Placement of the adverb “only” in a sentence is important because the whole meaning can change if it’s moved to another
Only the contractor could install the pump for the $5,000 that was quoted.
(nobody else could do it at that price)
The contractor could only install the pump for the $5,000 that was quoted.
(but not test it or commission it)
The contractor could install only the pump for the $5,000 that was quoted.

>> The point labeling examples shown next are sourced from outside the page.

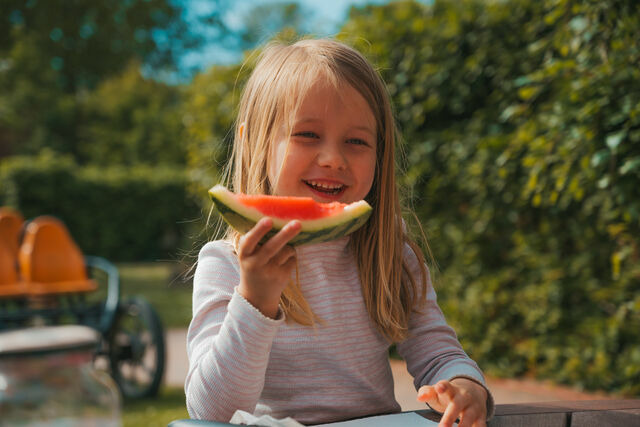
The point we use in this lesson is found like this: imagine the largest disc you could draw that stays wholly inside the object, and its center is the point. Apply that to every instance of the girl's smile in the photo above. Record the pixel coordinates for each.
(330, 153)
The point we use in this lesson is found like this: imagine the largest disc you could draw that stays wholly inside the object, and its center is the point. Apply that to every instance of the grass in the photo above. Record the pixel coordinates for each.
(160, 283)
(168, 406)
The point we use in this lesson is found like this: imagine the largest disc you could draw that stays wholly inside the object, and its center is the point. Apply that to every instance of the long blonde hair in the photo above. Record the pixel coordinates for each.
(277, 86)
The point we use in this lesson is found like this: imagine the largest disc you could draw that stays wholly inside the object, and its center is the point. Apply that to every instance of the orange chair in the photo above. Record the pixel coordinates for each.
(10, 285)
(10, 226)
(50, 261)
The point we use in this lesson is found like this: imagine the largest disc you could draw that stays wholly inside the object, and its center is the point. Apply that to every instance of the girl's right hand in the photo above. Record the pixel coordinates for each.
(265, 270)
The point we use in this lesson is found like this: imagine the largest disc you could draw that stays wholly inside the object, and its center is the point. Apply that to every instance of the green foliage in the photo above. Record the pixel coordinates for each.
(168, 406)
(52, 54)
(130, 214)
(129, 120)
(521, 121)
(210, 107)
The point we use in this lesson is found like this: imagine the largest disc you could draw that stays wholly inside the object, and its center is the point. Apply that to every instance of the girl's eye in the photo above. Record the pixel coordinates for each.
(306, 134)
(357, 141)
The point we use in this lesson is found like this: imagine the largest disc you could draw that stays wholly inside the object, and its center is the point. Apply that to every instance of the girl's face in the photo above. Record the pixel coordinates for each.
(330, 154)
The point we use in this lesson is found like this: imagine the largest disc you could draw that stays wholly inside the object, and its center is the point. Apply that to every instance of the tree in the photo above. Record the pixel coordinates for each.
(521, 120)
(55, 52)
(130, 119)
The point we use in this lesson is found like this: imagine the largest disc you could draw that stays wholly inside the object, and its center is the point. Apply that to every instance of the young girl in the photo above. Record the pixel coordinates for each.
(305, 332)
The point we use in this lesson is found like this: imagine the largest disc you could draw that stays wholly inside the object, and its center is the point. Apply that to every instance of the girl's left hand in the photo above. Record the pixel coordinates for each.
(459, 398)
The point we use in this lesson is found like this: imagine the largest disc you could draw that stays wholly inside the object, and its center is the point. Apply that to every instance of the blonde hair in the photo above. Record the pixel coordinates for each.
(277, 86)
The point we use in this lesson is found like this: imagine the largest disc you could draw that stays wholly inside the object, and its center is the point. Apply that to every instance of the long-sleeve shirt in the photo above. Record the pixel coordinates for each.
(335, 370)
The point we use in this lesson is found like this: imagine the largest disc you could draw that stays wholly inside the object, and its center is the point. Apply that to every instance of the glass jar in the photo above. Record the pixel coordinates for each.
(47, 378)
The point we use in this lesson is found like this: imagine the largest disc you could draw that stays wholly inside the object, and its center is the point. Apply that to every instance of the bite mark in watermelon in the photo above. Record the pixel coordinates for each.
(321, 222)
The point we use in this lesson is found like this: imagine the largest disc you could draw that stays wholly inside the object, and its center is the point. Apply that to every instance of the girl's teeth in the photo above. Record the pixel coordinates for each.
(325, 187)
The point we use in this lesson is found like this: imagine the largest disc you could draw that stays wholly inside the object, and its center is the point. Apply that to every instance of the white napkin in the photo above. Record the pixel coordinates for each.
(242, 417)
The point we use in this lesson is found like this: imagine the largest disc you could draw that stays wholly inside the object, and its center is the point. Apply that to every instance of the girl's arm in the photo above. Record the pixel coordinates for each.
(232, 329)
(432, 351)
(228, 341)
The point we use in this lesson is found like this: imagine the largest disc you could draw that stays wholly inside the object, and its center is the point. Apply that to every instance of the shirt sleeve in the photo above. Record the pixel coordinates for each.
(432, 350)
(228, 341)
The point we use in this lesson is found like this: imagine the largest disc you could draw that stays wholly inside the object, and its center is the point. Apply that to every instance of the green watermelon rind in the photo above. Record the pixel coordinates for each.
(242, 218)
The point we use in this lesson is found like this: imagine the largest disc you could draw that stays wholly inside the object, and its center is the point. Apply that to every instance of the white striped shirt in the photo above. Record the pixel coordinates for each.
(339, 369)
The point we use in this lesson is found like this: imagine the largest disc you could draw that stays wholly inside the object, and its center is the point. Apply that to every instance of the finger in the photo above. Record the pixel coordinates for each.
(427, 394)
(290, 264)
(250, 240)
(277, 242)
(450, 414)
(480, 423)
(284, 255)
(467, 419)
(446, 391)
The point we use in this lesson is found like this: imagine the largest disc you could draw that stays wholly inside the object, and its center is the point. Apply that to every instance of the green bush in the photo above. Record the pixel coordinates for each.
(522, 123)
(123, 214)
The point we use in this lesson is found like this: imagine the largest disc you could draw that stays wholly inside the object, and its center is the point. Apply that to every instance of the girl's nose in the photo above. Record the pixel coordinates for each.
(330, 155)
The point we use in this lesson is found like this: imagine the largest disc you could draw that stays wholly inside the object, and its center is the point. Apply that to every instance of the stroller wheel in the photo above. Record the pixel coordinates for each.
(136, 349)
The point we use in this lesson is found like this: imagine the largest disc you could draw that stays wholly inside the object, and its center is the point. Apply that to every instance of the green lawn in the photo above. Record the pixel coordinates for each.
(162, 285)
(169, 405)
(170, 296)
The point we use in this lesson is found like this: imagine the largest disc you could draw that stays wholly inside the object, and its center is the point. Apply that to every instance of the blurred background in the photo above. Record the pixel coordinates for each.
(521, 141)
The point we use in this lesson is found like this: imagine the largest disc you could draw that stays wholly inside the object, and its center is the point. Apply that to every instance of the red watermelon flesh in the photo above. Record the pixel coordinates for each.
(302, 208)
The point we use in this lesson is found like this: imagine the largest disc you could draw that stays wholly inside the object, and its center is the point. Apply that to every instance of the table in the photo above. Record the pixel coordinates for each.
(582, 413)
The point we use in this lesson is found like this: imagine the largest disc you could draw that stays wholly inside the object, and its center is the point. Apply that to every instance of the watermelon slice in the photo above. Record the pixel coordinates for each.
(320, 222)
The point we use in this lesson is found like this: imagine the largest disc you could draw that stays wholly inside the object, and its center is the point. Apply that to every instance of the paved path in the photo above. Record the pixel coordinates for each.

(not the accompanying connection lines)
The contractor could install the pump for only the $5,000 that was quoted.
(not the $6,000 that it actually cost)
The contractor could install the pump for the $5,000 that was only quoted.
(but the contract was never signed)
Here’s the Rule of Thumb:
Place the word “only” directly in front of the word to which it applies. In spoken English, this rule is not as important because the sentence stress used by the speaker can eliminate any ambiguity. However, in written English, “only” pertains to or sets a imitation on the word or phrase that immediately follows it, so be careful when deciding where to place it, especially when writing specifications or contracts.
The only data available have come from a laboratory study.
(data were very limited)
The data available have only come from a laboratory study.
(just recently, more expected)
The data available have come from only a laboratory study.
(no field study data like the other fields)
Quote of the Day:
“Only two things are infinite, the universe and human stupidity, and I’m not sure about the former.”